Figure 1: QSM image processing pipeline of 90 min reperfusion model. A,D) Complex multi-echo GRE images are acquired. B) Initial field map was obtained by voxel-based linear regression of A) phase images obtained at multiple echo times. C) Graph-cuts based phase unwrapping method called SPURS was used with the IDEAL fat/water separation algorithm iteratively to remove fat chemical shift. D) Magnitude images were used to create E) cardiac mask in application to F) projection onto dipole field (PDF) background field removal algorithm11. G) QSM generated by morphology enabled dipole inversion (MEDI)7,8.

Figure 2: Reperfused 90min MI magnetic susceptibility is associated with high iron content. A) Coronary artery map ligation sites (X) at circumflex artery first obtuse marginal branch (OM1), 20% infarct area (red dashes). B) In vivo LGE with hyperintense infarct and hypointense core. Elevated susceptibility in C) QSM, D) histogram and E) mean measurement of infarct region (“IR”) compared to myocardium (“Myo”) correspond to H) increased IR iron concentration. F) Trichrome histology shows non-transmural infarct, extensive peripheral fibrosis and non-viable core cardiomyocytes. G) Prussian-Blue histology shows iron accumulation at periphery. Arrows: myocardium (blue), infarct region (red), microvascular obstruction “core” (white).

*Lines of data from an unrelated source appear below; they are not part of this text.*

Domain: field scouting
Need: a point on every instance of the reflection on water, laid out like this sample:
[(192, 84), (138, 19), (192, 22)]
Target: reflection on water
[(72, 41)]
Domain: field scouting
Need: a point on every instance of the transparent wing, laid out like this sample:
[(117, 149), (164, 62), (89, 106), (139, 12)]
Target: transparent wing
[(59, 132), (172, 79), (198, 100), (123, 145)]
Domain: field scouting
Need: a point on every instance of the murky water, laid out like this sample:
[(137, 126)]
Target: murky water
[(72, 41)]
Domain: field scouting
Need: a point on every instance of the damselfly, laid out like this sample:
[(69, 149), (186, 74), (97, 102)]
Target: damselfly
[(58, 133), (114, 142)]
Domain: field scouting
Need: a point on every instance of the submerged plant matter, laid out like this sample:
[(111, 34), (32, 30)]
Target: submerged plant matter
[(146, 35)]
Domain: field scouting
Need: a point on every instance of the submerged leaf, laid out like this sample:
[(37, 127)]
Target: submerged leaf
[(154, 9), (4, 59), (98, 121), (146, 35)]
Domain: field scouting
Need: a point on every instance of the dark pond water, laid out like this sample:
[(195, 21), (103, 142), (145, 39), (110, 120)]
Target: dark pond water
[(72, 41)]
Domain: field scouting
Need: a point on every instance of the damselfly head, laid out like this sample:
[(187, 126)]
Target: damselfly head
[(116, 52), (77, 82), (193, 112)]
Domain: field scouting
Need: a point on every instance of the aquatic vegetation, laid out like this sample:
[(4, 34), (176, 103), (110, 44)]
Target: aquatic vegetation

Figure 3: QSM comparison with LGE, T2*-weighted, T2*-maps, and SWI after 90 min reperfusion and permanent ischemia. A) 90 min and B) permanent infarcts had hypointense LGE regions (white arrow). T2*-weighted (T2*w), susceptibility-weighted images (SWI) and T2*-maps show distinct hypointense regions in 90 min but not in permanent infarcts. QSM showed elevated susceptibility in both infarcts. C) Susceptibility, but not D) T2*, were substantially different in myocardium and infarct regions in 90 min and permanent infarcts (p<0.001). E) Elevated iron concentration in permanent and 90 min infarcts compared to myocardium. T2*-weighted Mag contrast ROIs were created from whole heart specimens.